Here is a picture of some of the lures Rippin Lip was talking about! they are called Diamond Willows and they are on a bright hunter orange card! I have them at Franks Great Outdoors and Linwood Beach Marina in Linwood, Michigan Sportsmen in Essexville, Walsh Gun and Tackle Caseville, Alexanders Bait and Tackle sebewaing- Joe's Bait and Tackle 16 and jefferson and Anglers Point Marina.They are nickel plated and 24k gold plated!!


----------



## walleyeatsag (Dec 20, 2007)

By the way i saw some original "Jack Hooks" at Franks Bait andTackle in Linwood!
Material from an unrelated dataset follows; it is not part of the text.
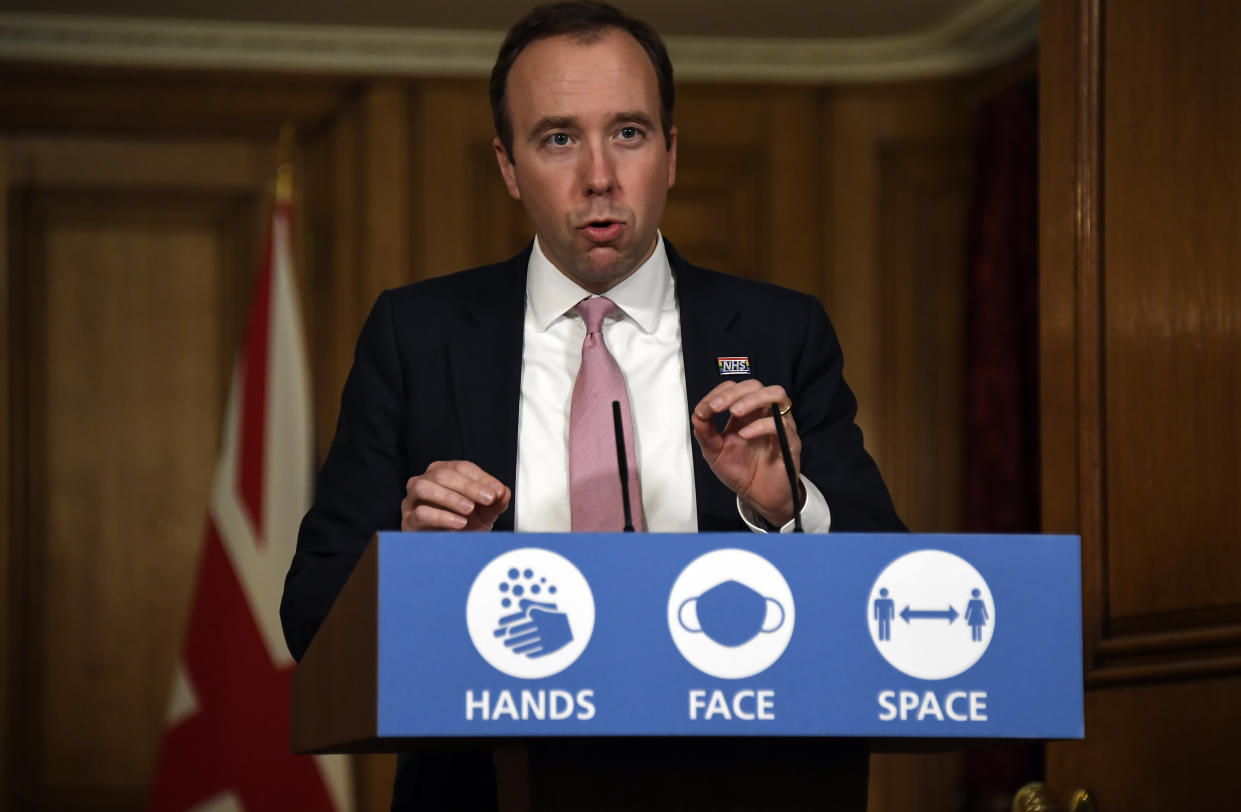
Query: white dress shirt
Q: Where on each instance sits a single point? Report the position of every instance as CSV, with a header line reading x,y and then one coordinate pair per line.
x,y
644,335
I saw Marks lures and they look great all nice hooks that were posted in pictures!
Gusters, Mcgathys Slab Grabbers and Diamond Willows all made in the thumb we all live with 8 miles of each other!Every hooks does a great job when its time to catch perch be it her in michigan or Canada! i love American made!!!


----------



## MiketheElder (Jun 23, 2003)

Do any of you oldtimers remember what these lures were called. They came out of an old tackle box that belonged to my uncle who has been dead for many years. These lures are at least 50 years old and this is exactly the way they look coming out of the tackle box. I suspect they are some type of precious metal.


----------



## walleyeatsag (Dec 20, 2007)

They look similar to a hook an old gentleman was who was 80years old! He was known as old man Kramarenko and lived in bayport, mi. he made his lures out of old watch back covers and silver dollars.i will check and see one of my friends who has some and post the pictures of them! he also made fishing poles out of old willow branches and had jigs made up where he had them bent and hung them on either side of his 8' fireplace.i will get pics of both rods and lures as soon as I can!
 Rich


----------